Und so sind sie nun schon alle fort, meine Lieben, die mir doch nichts mehr geben können, auch diejenigen, die mich nicht allzusehr gestört haben.

Man muß erkennen, daß der Mensch nur aus sich selbst sein kann, andernfalls wäre er gar nicht, jedenfalls nicht wichtig. Erstaunglicherweise konnte ich in mir aber kein warmes Glühen finden, das mir in kalten Zeiten Wärme gespendet hätte. Auch in mir gibt es nur die Leere, ebenso wie in den Köpfen eines jeden anderen. Irgendetwas stimmt hier nämlich einfach nicht. Wenn solche Rechnungen nicht aufgehen, warum dann jene, die doch so absurd erscheinen.

Nun ja. Was will man aber tun? Absurd sind auch diese Augen und sie existieren dennoch ganz offensichtlich. Man sollte sich einfach abgewöhnen, sich überraschen zu lassen, das wäre besser. Damit würden auf einen Schlag sämtliche Merkwürdigkeiten aus der Welt geschafft.

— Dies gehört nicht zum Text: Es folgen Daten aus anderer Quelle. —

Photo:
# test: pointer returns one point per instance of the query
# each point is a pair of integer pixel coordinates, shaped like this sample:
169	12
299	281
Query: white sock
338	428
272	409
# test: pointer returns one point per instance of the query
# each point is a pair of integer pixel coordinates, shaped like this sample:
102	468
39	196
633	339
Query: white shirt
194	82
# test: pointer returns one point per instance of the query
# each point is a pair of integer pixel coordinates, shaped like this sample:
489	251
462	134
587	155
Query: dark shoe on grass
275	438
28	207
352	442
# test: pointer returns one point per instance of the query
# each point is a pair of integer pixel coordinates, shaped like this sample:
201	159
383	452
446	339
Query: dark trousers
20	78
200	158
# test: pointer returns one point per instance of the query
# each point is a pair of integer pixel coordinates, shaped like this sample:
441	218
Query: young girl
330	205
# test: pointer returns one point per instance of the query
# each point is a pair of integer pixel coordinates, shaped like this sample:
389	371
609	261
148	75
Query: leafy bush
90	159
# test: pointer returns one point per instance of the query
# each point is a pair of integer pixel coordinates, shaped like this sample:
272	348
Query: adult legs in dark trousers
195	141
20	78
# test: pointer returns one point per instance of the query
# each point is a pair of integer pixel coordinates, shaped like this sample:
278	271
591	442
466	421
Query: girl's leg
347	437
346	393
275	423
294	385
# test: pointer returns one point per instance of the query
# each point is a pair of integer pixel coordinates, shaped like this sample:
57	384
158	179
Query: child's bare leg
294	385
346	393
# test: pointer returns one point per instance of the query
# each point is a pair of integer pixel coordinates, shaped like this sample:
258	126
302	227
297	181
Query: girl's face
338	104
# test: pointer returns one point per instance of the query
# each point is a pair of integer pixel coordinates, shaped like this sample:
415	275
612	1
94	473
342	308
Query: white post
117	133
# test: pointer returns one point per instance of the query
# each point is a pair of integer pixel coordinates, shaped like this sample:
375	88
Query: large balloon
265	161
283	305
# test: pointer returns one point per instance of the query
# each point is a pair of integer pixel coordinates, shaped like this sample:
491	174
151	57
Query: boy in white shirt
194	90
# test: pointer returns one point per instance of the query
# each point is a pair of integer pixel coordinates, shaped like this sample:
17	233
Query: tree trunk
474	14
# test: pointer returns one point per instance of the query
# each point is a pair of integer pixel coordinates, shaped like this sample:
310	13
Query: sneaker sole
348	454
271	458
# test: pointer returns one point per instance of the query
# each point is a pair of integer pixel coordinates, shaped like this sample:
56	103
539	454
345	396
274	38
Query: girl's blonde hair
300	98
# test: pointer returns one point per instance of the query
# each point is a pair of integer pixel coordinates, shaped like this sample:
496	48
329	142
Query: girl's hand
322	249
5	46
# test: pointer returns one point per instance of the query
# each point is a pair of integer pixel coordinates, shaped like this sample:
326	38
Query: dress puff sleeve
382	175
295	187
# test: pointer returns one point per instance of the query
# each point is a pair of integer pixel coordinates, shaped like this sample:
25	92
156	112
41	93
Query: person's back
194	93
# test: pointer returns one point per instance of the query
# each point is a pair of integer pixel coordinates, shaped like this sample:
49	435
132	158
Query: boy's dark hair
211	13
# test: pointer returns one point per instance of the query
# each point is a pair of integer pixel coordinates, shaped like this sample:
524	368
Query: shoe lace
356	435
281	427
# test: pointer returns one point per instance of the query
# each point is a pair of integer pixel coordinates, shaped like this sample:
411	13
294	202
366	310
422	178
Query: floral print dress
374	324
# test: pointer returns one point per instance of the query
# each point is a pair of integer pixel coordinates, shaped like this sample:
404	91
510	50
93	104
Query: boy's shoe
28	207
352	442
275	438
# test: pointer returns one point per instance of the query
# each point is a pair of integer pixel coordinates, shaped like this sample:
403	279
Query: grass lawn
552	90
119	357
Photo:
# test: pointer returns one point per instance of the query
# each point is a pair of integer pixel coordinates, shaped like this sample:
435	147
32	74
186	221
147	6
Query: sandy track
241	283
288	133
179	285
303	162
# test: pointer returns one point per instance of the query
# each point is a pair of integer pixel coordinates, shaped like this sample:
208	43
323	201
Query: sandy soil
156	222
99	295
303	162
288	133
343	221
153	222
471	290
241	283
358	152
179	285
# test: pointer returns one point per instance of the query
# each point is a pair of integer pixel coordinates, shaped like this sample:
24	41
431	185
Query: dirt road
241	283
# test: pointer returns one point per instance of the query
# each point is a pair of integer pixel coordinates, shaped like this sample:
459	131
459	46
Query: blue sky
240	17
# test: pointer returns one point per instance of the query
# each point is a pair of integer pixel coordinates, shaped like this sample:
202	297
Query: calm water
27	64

Obwohl - auch dieses erscheint mir doch supsekt. Vieles schon habe ich mir abgewöhnt - das Rauchen, das Trinken, das Lachen und zuletzt das Lieben (was nicht mehr wirklich schwer war) - und verändert hat sich doch ncihts, wie gesagt.

Ob ich nicht mein altes Leben zurückhaben möchte? - Aber nein. Hat man einmal aufgehört, zu leben, kann man doch nicht einfach wieder zurück. Im Ernst, wie stellen Sie sich das vor? Nein, es ist wohl doch besser so, wie es jetzt ist; immerhin habe ich damit mehr erreicht als die meisten anderen, nicht wahr?

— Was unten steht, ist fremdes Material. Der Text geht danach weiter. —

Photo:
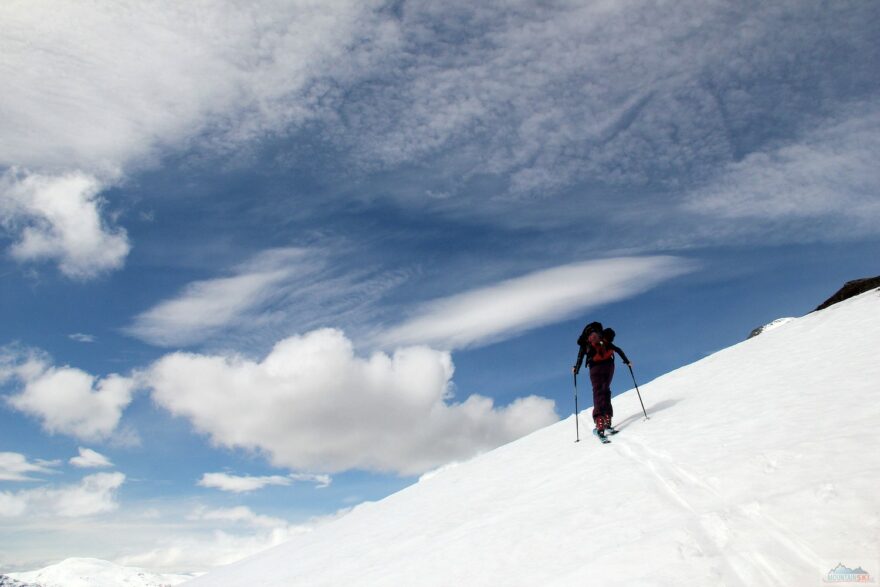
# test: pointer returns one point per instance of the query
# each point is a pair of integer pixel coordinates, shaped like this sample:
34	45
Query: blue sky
273	261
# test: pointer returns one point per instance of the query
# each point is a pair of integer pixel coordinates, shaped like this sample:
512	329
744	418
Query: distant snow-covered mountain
758	465
89	572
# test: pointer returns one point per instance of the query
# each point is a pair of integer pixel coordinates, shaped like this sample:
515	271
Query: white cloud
830	175
320	481
58	218
204	307
66	400
278	290
246	483
238	515
89	459
95	494
241	484
229	535
313	404
16	467
85	104
513	306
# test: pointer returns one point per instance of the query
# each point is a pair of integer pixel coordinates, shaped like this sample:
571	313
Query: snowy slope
88	572
760	465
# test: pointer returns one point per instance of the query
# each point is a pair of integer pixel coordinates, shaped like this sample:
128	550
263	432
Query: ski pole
637	390
577	428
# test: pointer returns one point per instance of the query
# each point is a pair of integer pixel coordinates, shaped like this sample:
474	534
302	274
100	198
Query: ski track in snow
717	522
758	464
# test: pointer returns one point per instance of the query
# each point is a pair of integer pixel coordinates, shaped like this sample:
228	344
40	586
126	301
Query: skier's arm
620	352
577	366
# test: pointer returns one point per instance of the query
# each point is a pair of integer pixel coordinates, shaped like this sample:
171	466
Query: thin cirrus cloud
166	72
502	310
90	459
272	293
830	176
247	483
206	307
16	467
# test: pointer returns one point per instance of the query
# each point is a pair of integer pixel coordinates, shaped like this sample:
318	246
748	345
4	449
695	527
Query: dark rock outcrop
851	289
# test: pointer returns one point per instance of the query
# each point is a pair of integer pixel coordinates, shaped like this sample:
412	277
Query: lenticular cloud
312	404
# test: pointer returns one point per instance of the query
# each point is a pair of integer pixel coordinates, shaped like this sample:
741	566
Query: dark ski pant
601	375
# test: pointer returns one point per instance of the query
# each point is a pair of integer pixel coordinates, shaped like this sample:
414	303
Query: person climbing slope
596	345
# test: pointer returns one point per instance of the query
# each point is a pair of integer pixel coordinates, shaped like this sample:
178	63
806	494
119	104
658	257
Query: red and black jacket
598	351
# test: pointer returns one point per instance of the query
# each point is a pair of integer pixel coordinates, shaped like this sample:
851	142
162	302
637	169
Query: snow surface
89	572
759	465
771	326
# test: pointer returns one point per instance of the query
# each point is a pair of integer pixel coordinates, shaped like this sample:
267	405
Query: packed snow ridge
758	466
88	572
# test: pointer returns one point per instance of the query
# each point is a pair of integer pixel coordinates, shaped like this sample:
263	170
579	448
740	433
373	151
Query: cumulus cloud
66	400
313	404
90	459
58	218
513	306
95	494
16	467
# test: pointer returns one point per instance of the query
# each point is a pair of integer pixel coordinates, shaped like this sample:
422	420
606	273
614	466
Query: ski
601	437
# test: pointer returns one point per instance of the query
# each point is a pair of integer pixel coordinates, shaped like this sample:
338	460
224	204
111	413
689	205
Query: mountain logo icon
842	574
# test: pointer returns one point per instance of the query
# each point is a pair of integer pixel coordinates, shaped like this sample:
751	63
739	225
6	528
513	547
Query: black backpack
589	329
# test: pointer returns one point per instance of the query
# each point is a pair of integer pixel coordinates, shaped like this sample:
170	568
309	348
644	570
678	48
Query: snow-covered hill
89	572
760	465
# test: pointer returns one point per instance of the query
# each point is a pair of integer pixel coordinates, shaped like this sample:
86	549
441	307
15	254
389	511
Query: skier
597	346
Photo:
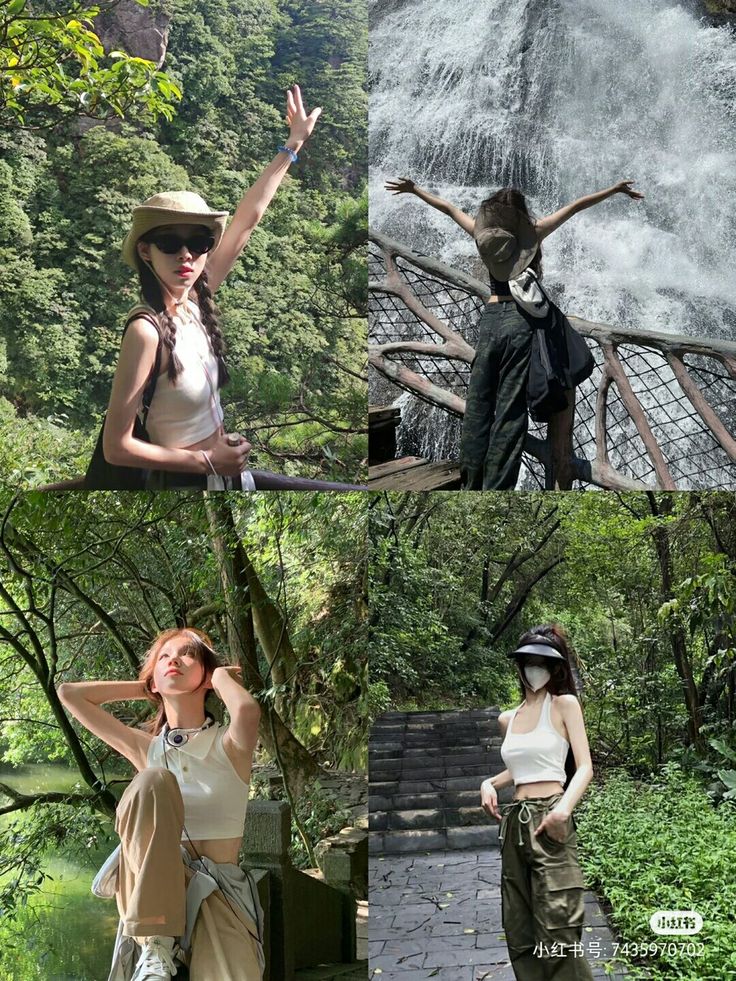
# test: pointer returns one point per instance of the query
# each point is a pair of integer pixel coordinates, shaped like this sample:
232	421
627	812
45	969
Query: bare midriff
204	444
544	788
217	849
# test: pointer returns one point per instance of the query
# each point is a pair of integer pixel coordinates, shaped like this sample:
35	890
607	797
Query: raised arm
258	197
406	186
545	226
83	700
245	714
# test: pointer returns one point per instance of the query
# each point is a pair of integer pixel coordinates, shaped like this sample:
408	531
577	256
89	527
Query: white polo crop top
186	411
532	757
215	797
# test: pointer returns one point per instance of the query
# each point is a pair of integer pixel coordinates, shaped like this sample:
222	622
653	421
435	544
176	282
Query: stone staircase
425	772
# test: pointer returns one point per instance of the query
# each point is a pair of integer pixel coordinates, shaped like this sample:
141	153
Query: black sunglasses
171	243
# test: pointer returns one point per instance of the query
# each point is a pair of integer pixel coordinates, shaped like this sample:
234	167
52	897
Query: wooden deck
413	473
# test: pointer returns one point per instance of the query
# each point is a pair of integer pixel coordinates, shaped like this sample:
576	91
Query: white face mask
536	677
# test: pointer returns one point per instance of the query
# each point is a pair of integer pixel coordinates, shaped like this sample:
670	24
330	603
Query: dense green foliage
293	308
456	579
87	580
53	67
659	845
645	585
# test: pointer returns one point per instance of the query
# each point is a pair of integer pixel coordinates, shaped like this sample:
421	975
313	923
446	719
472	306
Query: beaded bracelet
292	153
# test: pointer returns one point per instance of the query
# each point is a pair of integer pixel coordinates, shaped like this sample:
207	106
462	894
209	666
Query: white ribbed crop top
215	797
185	412
532	757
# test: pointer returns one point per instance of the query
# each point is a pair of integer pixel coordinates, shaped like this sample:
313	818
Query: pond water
65	933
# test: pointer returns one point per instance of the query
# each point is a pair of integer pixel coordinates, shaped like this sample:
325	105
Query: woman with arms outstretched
180	892
545	749
509	242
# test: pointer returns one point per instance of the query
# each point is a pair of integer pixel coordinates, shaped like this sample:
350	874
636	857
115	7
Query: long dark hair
514	198
198	644
563	680
153	295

Ich bin aufgestanden und zum Spiegel gegangen, um nachzusehen, ob die Augen noch da sind. Zu albern - selbstverständlich sind sie noch da und blicken ihren blauen Blick.

Ich erinnere mich, daß ich blaue Augen einmal gemocht habe. Sind Sie etwa gekommen, um mich an die Mädchen mit ihren hübschen blauen Augen zu erinnern? Damals ließ ich mich wohl davon beeindrucken, aber heute - ...

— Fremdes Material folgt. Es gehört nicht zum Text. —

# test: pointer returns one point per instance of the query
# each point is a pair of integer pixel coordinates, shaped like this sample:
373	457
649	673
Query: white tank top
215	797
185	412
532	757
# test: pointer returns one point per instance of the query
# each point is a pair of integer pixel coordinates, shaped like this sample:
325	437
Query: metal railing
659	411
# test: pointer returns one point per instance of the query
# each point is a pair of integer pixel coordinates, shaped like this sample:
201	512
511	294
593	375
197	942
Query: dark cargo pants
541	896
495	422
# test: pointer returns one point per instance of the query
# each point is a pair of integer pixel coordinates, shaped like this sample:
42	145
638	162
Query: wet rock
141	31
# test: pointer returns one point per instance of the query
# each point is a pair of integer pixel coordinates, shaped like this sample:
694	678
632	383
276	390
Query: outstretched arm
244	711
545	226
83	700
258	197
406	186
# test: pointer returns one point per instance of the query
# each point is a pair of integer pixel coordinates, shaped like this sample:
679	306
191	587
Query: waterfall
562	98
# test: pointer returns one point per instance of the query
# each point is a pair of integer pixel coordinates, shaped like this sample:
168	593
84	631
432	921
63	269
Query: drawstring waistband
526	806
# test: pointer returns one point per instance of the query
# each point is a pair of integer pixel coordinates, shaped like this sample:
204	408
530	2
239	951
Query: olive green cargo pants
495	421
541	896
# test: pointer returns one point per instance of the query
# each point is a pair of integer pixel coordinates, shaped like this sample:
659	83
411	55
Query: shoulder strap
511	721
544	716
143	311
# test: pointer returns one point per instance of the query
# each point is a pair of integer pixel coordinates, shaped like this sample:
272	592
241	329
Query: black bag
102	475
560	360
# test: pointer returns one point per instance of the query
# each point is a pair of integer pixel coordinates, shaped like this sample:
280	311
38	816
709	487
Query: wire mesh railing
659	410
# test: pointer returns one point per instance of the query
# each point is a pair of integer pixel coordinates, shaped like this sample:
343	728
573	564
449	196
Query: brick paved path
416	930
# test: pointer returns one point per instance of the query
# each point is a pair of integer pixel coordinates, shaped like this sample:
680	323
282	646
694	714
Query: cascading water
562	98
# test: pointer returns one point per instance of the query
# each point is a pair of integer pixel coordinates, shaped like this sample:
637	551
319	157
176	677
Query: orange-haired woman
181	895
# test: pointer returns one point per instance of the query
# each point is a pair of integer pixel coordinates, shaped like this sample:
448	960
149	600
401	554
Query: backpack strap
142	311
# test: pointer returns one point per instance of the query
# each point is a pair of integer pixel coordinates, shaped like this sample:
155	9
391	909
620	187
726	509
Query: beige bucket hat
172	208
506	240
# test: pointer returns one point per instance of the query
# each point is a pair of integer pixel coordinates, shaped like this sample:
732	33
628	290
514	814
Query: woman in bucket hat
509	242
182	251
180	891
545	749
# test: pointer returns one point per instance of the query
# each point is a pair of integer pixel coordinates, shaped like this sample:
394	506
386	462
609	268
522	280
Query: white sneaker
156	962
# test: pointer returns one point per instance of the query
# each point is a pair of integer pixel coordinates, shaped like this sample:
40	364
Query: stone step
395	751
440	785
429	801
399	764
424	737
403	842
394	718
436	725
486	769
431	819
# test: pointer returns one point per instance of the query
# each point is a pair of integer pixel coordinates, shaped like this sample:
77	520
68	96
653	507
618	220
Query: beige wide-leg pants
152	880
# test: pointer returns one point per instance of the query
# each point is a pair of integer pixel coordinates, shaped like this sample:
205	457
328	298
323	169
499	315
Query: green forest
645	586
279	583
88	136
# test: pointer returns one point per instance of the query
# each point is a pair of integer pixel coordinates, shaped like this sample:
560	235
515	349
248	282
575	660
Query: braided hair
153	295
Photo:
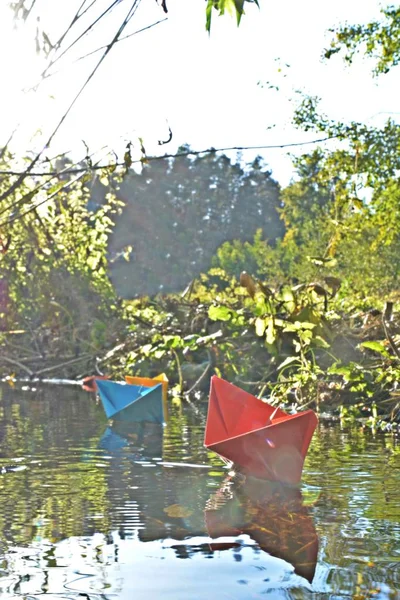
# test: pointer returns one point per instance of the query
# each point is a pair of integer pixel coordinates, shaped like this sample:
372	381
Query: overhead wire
121	28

Ich interessiere mich nicht mehr für blaue Augen in schönen Mädchenköpfen, noch nicht einmal dafür, was sich in jenen Köpfen noch alles befindet. Was sollten diese Gespräche mir schon Neues eröffnen? Absolut lächerlich doch die Annahme, wir könnten noch etwas lernen. Außerdem - ich möchte niemandem den Spaß verderben. Wie sie ihr Leben finden, ist mir doch gleichgültig und ich möchte, daß es dabei bleibt.

Nein. Ich habe beschlossen, hier diesen Sonntagnachmittag auf den Tod wartend zu verbrinden. Das ist wohl ein Gefühl, das man nicht unwesentlich nennen kann: zu fühlen, wie das Leben langsam weicht und eine neue Wirklichkeit aufgeht.

Nun, noch merke ich nichts. Sie meinen, ich sollte doch lieber hinausgehen, mich in die blauen Augen junger Frauen verliebe, versuchen, dem Dasein Freude abzuringen? Der einzige Grund, warum ich das tun würde, wäre,um zu sehen, ob die Augen im Spiegel dann weggingen.

Aber das werden sie wahrscheinich ohnehin nicht. Der einzige wirklich in Betracht kommende Weg, wie ich mich der störenden Wirkung der Augen entziehen könnte, ist, sie einfach als vorhanden zu akzeptieren. Warum sollte es wesentlich sein, ob sie da sind oder nicht? Nichts ist schlimmer, als man es empfindet.